How to get position of a detected object relative to the world?

Hi I am currently working on a project where the ZED Camera 2 will be fixed at a certain angle and height, and would be constantly tracking any people coming in the sight of the camera. I would like to map the position of the detected people on a 2D canvas (imagine a 2D game where character will move in x-y coordinates) and I was wondering what would be the best way to translate the position information made available for the detected objects to map the detected objects onto the canvas. How would I make use of the position data from Object Detection module?

Thank you for your time

PS: What is the unit of measurement for the x, y, z coordinates of the Position given by the Object Detection output? Is it in meters?

Hi,

First you need to enable the positional tracking module so that the object detection can output real world coordinates.
You can either set the position manually by giving an initial world transform (if you want to set (x-y) position on the canvas), and/or use the floor_as_origin parameters (that will calculate height of the camera regarding the floor + the gravity of the camera).

    PositionalTrackingParameters positional_tracking_parameters;
    positional_tracking_parameters.set_as_static = true; //If your camera is static, set to true
    positional_tracking_parameters.set_floor_as_origin = true; 
    positional_tracking_parameters.initial_world_transform = <your_transform>;
    zed.enablePositionalTracking(positional_tracking_parameters);

Then, call the grab function with the world reference frame in the runtime parameters

sl::RuntimeParameters rt_param;
rt_param.measure3D_reference_frame = sl::REFERENCE_FRAME::WORLD;
sl::ERROR_CODE err_ = p_zed->grab(rt_param);

That will ensure that the objects position are given in the world frame (and not the camera frame).

Then use the position from the objectData of the sl::Objects (objectdata.position.x/y/z…)

All metrics output of the SDK are given according to the InitParameters::coordinate_units , used in the open() function.
https://www.stereolabs.com/docs/api/structsl_1_1InitParameters.html#a75cb1e715c1be19c591d21fa2591b421

You should take a look at this sample here :
The bird view window seems to be exactly what you want to do…

OB.

1 Like

Hi, thank you so much for your thorough answer.
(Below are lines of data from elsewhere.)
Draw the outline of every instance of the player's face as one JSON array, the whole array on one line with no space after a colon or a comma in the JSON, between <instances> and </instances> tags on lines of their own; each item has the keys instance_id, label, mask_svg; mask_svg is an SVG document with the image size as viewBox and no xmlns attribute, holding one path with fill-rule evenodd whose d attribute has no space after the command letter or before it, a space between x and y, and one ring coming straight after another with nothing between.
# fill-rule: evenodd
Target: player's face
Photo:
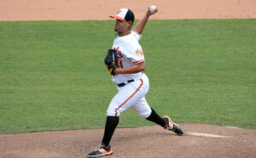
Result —
<instances>
[{"instance_id":1,"label":"player's face","mask_svg":"<svg viewBox=\"0 0 256 158\"><path fill-rule=\"evenodd\" d=\"M130 23L125 20L116 20L114 31L117 32L125 32L130 28Z\"/></svg>"}]
</instances>

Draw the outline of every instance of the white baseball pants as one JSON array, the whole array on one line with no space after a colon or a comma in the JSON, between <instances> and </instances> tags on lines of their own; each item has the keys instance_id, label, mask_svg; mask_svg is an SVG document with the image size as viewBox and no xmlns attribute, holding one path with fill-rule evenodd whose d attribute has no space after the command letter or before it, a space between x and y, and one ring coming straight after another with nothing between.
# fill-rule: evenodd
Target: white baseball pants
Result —
<instances>
[{"instance_id":1,"label":"white baseball pants","mask_svg":"<svg viewBox=\"0 0 256 158\"><path fill-rule=\"evenodd\" d=\"M144 97L148 89L149 82L145 74L143 75L142 78L124 87L118 87L119 92L112 99L107 110L107 116L119 116L120 113L131 108L141 117L148 117L151 114L151 109Z\"/></svg>"}]
</instances>

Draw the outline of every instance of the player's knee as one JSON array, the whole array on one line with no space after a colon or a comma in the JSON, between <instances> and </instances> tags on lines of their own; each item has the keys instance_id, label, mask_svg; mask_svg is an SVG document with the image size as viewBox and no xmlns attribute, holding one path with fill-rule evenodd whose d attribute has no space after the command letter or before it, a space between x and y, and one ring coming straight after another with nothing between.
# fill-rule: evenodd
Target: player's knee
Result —
<instances>
[{"instance_id":1,"label":"player's knee","mask_svg":"<svg viewBox=\"0 0 256 158\"><path fill-rule=\"evenodd\" d=\"M151 114L151 110L147 110L143 113L139 114L139 116L143 118L148 118Z\"/></svg>"},{"instance_id":2,"label":"player's knee","mask_svg":"<svg viewBox=\"0 0 256 158\"><path fill-rule=\"evenodd\" d=\"M107 116L116 116L115 110L113 109L113 108L108 108L108 110L107 110Z\"/></svg>"}]
</instances>

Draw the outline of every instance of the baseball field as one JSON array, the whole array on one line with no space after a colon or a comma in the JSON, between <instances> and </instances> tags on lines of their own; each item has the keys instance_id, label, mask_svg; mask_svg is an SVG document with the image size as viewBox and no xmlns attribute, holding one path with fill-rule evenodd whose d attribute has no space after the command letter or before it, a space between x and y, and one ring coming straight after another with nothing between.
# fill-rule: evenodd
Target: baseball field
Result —
<instances>
[{"instance_id":1,"label":"baseball field","mask_svg":"<svg viewBox=\"0 0 256 158\"><path fill-rule=\"evenodd\" d=\"M77 2L82 1L63 3L80 13ZM102 140L106 110L117 90L103 63L116 37L114 20L100 16L124 6L99 14L90 8L103 5L90 1L84 4L90 18L67 14L65 20L51 13L60 14L55 9L60 3L46 9L48 3L24 1L9 6L23 11L0 14L0 157L86 157ZM38 16L29 14L26 3L41 6ZM235 11L214 14L210 8L218 8L209 7L207 16L197 9L183 17L163 3L154 3L162 16L148 21L140 42L150 81L146 98L184 135L128 110L120 116L110 157L255 157L256 13L250 6L256 3L227 1ZM137 19L141 8L131 7ZM44 12L51 13L48 19Z\"/></svg>"}]
</instances>

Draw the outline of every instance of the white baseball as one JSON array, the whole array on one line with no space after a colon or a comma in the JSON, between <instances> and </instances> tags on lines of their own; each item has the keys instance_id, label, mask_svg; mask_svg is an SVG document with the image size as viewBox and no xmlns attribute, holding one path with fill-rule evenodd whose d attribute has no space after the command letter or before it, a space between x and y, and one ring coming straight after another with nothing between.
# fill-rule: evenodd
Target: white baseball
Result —
<instances>
[{"instance_id":1,"label":"white baseball","mask_svg":"<svg viewBox=\"0 0 256 158\"><path fill-rule=\"evenodd\" d=\"M149 7L149 11L150 13L154 13L155 12L155 9L156 9L156 7L154 5L151 5Z\"/></svg>"}]
</instances>

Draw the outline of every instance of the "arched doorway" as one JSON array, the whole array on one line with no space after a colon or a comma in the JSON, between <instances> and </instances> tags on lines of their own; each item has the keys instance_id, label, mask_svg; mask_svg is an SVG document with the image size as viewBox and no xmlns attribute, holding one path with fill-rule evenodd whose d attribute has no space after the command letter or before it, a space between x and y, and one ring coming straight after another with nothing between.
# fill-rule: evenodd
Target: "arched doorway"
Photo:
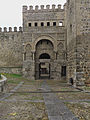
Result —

I think I understand almost every part of your response except for when it comes to setting the initial_world_transform, as even after reading through the documentation I am not quite certain what it means. Does this mean the initial x, y, z dimension of the space the camera is exposed to? Also I wasn’t sure as to how to construct the Transform necessary.

Yes, the initial transform corresponds to the first position of the camera. (translation and rotation), regarding to the (0,0,0) of the world.
If not set, the first position is the identity.

1 Like

And where would the (0, 0, 0) of the world lie if I may ask?

I am working on a similar project. I have set the postional_tracking_parameters.initial_world_transform(<my transform>) and runtime_params.measure3D_reference_frame = sl.REFERENCE_FRAME_WORLD
and when I output the position of detected objects it outputs the distance in reference to the camera. Is there an additional parameter that needs to be set or when grabbing the object position is there another way to do so other than object.position?